I understand the concern and if you are asking me if this can be fixed
in Linux it obviously can. The point is, at what cost for SW and
maintenance - in Linux and other OSes, I think Jeremy summed it up
pretty well:

https://lore.kernel.org/linux-pci/61558f73-9ac8-69fe-34c1-2074dec5f18a@xxxxxxx

The issue here is that what we are asked to support on ARM64 ACPI is a
moving target and the target carries PCI with it.

This potentially means that all drivers in:

drivers/pci/controller

may require an MCFG quirk and to implement it we may have to:

- Define new ACPI bindings (that may need AML and that's already a
showstopper for some OSes)
- Require to manage clocks in the kernel (see link-up checks)
- Handle PCI config space faults in the kernel

Do we really want to do that ? I don't think so. Therefore we need
to have a policy to define what constitutes a "reasonable" quirk and
that's not objective I am afraid, however we slice it (there is no
such a thing as eg 90% ECAM).
Without a doubt, I would much prefer to see these quirks and workarounds
in Linux than hidden behind a firmware interface. Every single time.

In that case, can you please comment on/apply Tegra194 ECAM quirk that was rejected

a year ago, and was the reason we worked with Samer/ARM to define this common

mechanism?

https://lkml.org/lkml/2020/1/3/395

The T194 ECAM is from widely used Root Port IP from a IP vendor. That is one reason so many

*existing* SOCs have ECAM quirks. ARM is only now working with the Root port IP vendors

to test ECAM, MSI etc, but the reality is there were deficiencies in industry IP that is widely

used. If this common quirk is not the way to go, then please apply the T194 specific quirk which was

NAK'd a year ago, or suggest how to improve that quirk.

The ECAM issue has been fixed on future Tegra chips and is validated preSilicon with BSA

tests, so it is not going to be a recurrent issue for us.

(aside: please fix your mail client not to add all these blank lines)

Personally, if a hundred lines of self-contained quirk code is all
that is needed to get your legacy IP running, then I would say we
should merge it. But I don't maintain the PCI subsystem, and I trust
Bjorn and Lorenzo's judgement as to what is the right thing to do when
it concerns that code. After all, they're the ones who end up having
to look after this stuff long after the hardware companies have
stopped caring.

A discussion was held between me, Will Deacon, Bjorn Helgaas and Jon
Masters to agree on a proposed solution for this matter, a summary of the
outcome below:

- The PCI SMC conduit and related specifications are seen as firmware
kludge to a long-standing HW compliance issue.
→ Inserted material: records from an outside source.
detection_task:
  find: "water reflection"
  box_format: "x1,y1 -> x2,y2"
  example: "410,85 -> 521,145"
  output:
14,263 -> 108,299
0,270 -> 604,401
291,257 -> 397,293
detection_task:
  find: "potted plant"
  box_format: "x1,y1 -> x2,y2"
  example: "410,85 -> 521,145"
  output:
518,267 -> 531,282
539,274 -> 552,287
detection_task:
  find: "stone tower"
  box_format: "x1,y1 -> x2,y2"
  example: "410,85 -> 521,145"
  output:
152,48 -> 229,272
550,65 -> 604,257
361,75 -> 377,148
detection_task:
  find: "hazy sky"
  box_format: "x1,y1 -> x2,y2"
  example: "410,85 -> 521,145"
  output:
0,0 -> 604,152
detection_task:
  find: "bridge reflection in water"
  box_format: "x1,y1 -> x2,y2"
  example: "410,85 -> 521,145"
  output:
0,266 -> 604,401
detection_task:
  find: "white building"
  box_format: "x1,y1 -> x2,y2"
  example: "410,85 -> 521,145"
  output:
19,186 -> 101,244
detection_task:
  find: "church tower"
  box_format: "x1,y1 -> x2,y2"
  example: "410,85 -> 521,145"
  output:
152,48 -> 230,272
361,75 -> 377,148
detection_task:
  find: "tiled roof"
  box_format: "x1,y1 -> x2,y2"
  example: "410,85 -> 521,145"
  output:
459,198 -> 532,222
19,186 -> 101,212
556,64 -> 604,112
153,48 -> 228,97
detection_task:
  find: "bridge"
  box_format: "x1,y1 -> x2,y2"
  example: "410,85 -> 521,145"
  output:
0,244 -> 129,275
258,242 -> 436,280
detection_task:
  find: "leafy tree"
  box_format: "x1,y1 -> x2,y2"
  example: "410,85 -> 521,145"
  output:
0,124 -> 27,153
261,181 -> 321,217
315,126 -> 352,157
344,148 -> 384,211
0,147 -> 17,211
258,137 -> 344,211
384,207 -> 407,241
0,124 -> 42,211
The SMC interface does
not encourage Arm partners to fix their IPs and its only purpose
consists in papering over HW issues that should have been fixed by
now; were the PCI SMC conduit introduced at arm64 ACPI inception as
part of the standardization effort the matter would have been different
but introducing it now brings about more shortcomings than benefits on
balance, especially if MCFG quirks can be controlled and monitored (and
they will).

The end-goal is that hardware must be ECAM compliant. An SMC-based
solution runs counter to that desire by removing the incentive for ECAM
compliance.

In sum, the SMC conduit solution was deemed to be deficient in these
respects:

* Removes incentive to build hardware with compliant ECAM
* Moves quirk code into firmware where it can't sensibly
be maintained or updated
* Future of the SMC conduit is unclear and has no enforceable
phase-out plan

Well there is another aspect that wasn't readily apparent. We now need one of those "linux mode" switches in the firmware that everyone loves to hate. In the case of the uefi/CM4 the only really sane default for that switch is "SMC mode" because out of the box the "claim pci compliance when we aren't" mode crashes linux kernels without the quirk.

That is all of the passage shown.